Not all of us are called and gifted to do frontier or pioneer evangelism. But I believe that all of us are called to serve as priests before God and to offer our service to him and to the Gospel. And one of the primary ways we can do that is by sharing the Gospel message with the people around us. How could it be otherwise? How could we possibly know this good news, genuinely believe it, experience its transforming power in our lives…and then keep it to ourselves?

So, what are our ambitions for 2013? To lose some weight? To start an exercise program? To get out of debt or start saving for the future? There is nothing wrong with any of these. But have we given any thought to our ambitions in the spiritual realm? Do we have any godly ambitions? More specifically, what are our ambitions regarding the Gospel we have heard from the Book of Romans? The Gospel is something to be believed. It is something to be lived. And it is something to be proclaimed. What will we do with the Gospel in 2013?
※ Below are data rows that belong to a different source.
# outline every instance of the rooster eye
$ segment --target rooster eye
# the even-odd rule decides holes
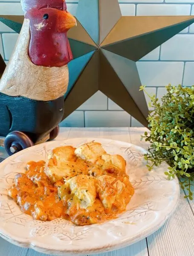
[[[44,19],[45,20],[47,20],[47,19],[49,18],[49,15],[47,13],[44,14],[44,16],[43,16],[43,17],[44,18]]]

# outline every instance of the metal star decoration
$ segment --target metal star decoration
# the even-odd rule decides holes
[[[68,32],[74,60],[64,118],[99,90],[147,126],[136,62],[192,24],[193,16],[122,17],[118,0],[80,0],[75,17],[78,26]]]

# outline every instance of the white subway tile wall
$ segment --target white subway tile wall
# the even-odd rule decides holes
[[[119,0],[122,15],[194,15],[194,0]],[[79,0],[66,0],[76,13]],[[0,15],[22,15],[20,1],[0,0]],[[160,99],[169,83],[194,85],[194,24],[163,44],[137,63],[149,94]],[[7,64],[18,35],[0,22],[0,52]],[[149,97],[145,95],[147,103]],[[97,92],[60,124],[70,127],[140,127],[142,125],[101,92]]]

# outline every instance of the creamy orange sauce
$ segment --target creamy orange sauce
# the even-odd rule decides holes
[[[100,165],[96,167],[93,163],[78,158],[73,161],[73,167],[71,169],[72,177],[84,174],[90,176],[96,180],[96,177],[108,175],[122,183],[125,192],[115,200],[111,210],[103,206],[103,194],[107,188],[102,187],[102,185],[100,186],[97,178],[95,185],[97,195],[92,206],[86,209],[79,207],[70,191],[67,193],[66,191],[65,196],[61,197],[63,192],[60,193],[59,191],[65,184],[65,181],[63,179],[55,183],[52,182],[46,174],[46,163],[43,161],[27,163],[25,173],[19,173],[15,176],[8,195],[17,202],[22,212],[31,215],[35,220],[43,221],[62,217],[76,225],[90,225],[115,218],[118,214],[125,210],[126,205],[133,194],[134,190],[125,172],[119,172],[113,167],[102,170]],[[115,182],[114,181],[110,183],[107,189],[108,200],[109,196],[111,200],[111,197],[118,189]]]

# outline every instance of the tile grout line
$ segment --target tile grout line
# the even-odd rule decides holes
[[[185,76],[185,61],[184,61],[183,70],[182,70],[182,84],[181,84],[181,85],[182,85],[182,86],[183,84],[184,77]]]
QUESTIONS FOR THOUGHT AND DISCUSSION

  1. Did you make any New Year’s Resolutions for 2012 (the past year)? How did that go? Spend time in your group discussing the value of making such resolutions (based on past experience).
  2. Have you made any Resolutions for 2013? If so, share some of these with your group (as much as you are comfortable doing so).
  3. The message for this week is titled “A Godly Ambition”. What is the difference between a resolution and an ambition (if any)? Should Christians have ambitions? Why or why not?
  4. In this message, we look at 3 responses called for by the Gospel. What are they? How have you responded to this series of messages on Romans (concerning the Gospel)? Have you made any new responses? Renewed previous ones? How has this series of messages impacted your life?
  5. What ambition does Paul refer to in this passage (Romans 15:14-21)? What is the word picture he uses to describe his ambition? (Think altar and priest.) What is unique about Paul’s ambition? What should be universal (to all believers).
  6. What are your “godly ambitions” for 2013 and the rest of your life?